Heat wave alerts and information from IRCS

In the year 2015 heat wave caused the deaths of approximately 2,500 people during the summer months and dry season that lasts from March to July in India. The 2015 heat wave has had the highest recorded temperatures since 1995. This year there is a possibility of a severe heat wave that may affect the regions of Odisha, Andhra Pradesh, Bihar, Jaharkhand, West Bengal, UP and Maharashtra.

A Heat Wave is a period of unusual high temperatures (more than 40 and 45*C) that typically happens in India between March and June.

  1. Does

Avoid dehydration

Hand out water during public events and in traffic jams. Remind children, elderly people and other vulnerable groups whose ability to recognize their own thirst may be limited to drink water and soup regularly. Involve youth to support with extra care and activities in communities.  Eat light meals and fruits rich in water content like melons, cucumber, citrus fruits, aam panna, bel sharbat, jal jeera, chaas or lassi.

Protect from the sun

Use sunscreen, sunglasses, hats, umbrellas, especially during peak hours. Use wet towels to have a cooling effect when worn on the shoulders, neck and head.

Stay cool

Use fans and ceiling fans to have some air circulation throughout your home; eliminate extra sources of heat (incandescent light bulbs, computers, etc). Keep your home cool, use curtains, sunshade and keep open windows at night to have adequate ventilation. Stay at home during peak hours. Listen to weather forecasts and be aware of temperature changes.

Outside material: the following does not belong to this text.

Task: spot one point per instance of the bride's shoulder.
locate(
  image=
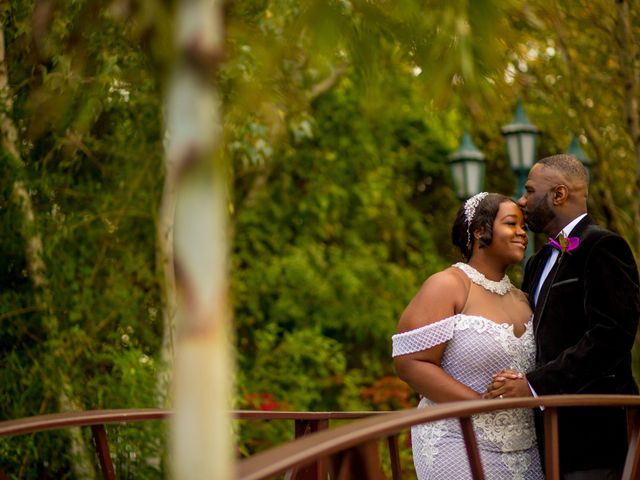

In case of symptoms of heat-related illnesses, consult a doctor:

Heat cramps, heat rash, heat exhaustion and heat strokes are symptoms of heat-related illnesses. The signs of the symptoms are:

Heat Cramps: Ederna (Swelling) and Syncope (Fainting), usually accompanied by fever

Heat Exhaustion: Fatigue, weakneses, dizziness, headache, nausea, vomiting, muscle cramps and sweating

Hat Stoke: body temperatures of 40*C or more with delirium, seizures or coma. In case of heat stroke, get the person into a shady area and make the person lie down with feet slightly elevated. Wipe the body with a wet towel and five him/her ORS/lemon water or juice to re-hydrate the body. Take the person to the nearest health canter if symptoms do not improve in one hour  



  1. Don’ts

Don’t eat food that is high in proteins, such as meat and nuts.

Proteins increase metabolic heat and warm your body.


Don’t go out in the hot sun

As far as possible, try to be at home or at the office during the hottest hours of the day


Don’t drink alcoholic drinks and caffeine

Both of these substances can act as diuretics and promote dehydration.


Never leave children and pets alone in parked vehicle

Remind children to drink regularly and don’t leave them alone in a parked car. Keep animals in shade, give them a cool bath or shower and give them sufficient water to drink.